We broke up around the end of my spring term, and a couple of days later I set off on a sponsored hitchhike to Morocco through France and Spain. (In the intervening few days I shaved my head. You can interpret that how you want.) The hitchhike went OK, although it’s quite a long story, and I told it dozens of times over the Easter holidays after I got back.

The tale briefly is that the friend I was hitching with quit when we were in Spain, so I bought a phrasebook (she’s pretty much bilingual English-Spanish, but I hardly spoke a word) and got the train to Madrid and then the ferry to Tangiers. Stayed in Tangiers for five days, because by this stage I was feeling too lazy to continue my original plan of seeing the rest of the country. A couple of other friends flew out and stayed with me for a night, before going on to meet people we knew that had gone on to Marrakesh. I got fleeced a couple of times, including a MasterCard scam I only found out about when I got back to the UK. I bought a load of crap. I stayed in two different hotels, both tiny little cheap ones in the kasbah. Nothing like the big tourist places in the New Town, these were just two of the little dives that were all over the old bit of Tangiers. It was a good few days. Maybe sometime I’ll go back there.

Anyway, this time two years ago I was just sitting around having got back with quite a nice tan. Although I was on holiday I was staying in Oxford with a couple of mates that were there, all of us spending a bit of time each day working and the rest of it out on the lawns. Quite an idyllic holiday, as I recall.

One year ago, I

was nineteen. Again, I was on holiday in between terms, and getting on alright with my degree. At this point I was doing quite a bit of student drama, mainly technical stuff, having a good time and messing about. I wasn’t working incredibly hard.

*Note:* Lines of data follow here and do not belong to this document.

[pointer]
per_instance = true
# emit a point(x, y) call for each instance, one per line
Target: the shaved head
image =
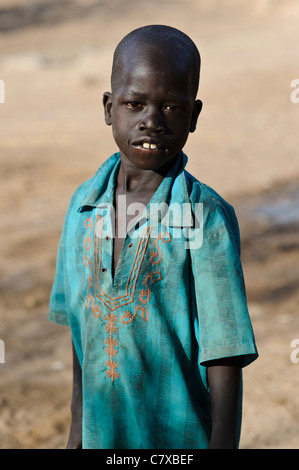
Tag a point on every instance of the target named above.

At this precise point a year ago, the night of the 4th of April, I was watching Tortoise on stage at Camber Sands, and they were amazing. I was there for All Tomorrow’s Parties, which Tortoise were curating, with five other people in a chalet. One of these people was a beautiful girl who I’d met about five months before and started going out with. She’d met a girl called Katie in the record shop she worked in, and Katie bought one of the other tickets. I sold another three to a bloke called Simon who I got in touch with over the internet, who stayed with us in the chalet with his mate and his girlfriend. All of them were great people, and the weekend was fantastic - brilliant music including Tortoise, Calexico, Lambchop, Boards of Canada, Atmosphere, Broadcast, Autechre and Yo La Tengo (and those are just the highlights). The really nice site and the comfort and camaraderie of having the chalet went towards making it one of the best things I’ve ever done. I can’t go this year, but there’s no way I’m missing the one this time in 2003.

Reading back over this bit, I can't help feeling I haven't done justice to just how good a weekend it was. Maybe there's no way I can. Suffice it to say that I'm still with the girl, for which I'm very thankful, and we frequently reminisce about how good the music was, and the indie-kids building sandcastles on the beach, and kissing on the swings. So many beautiful memories.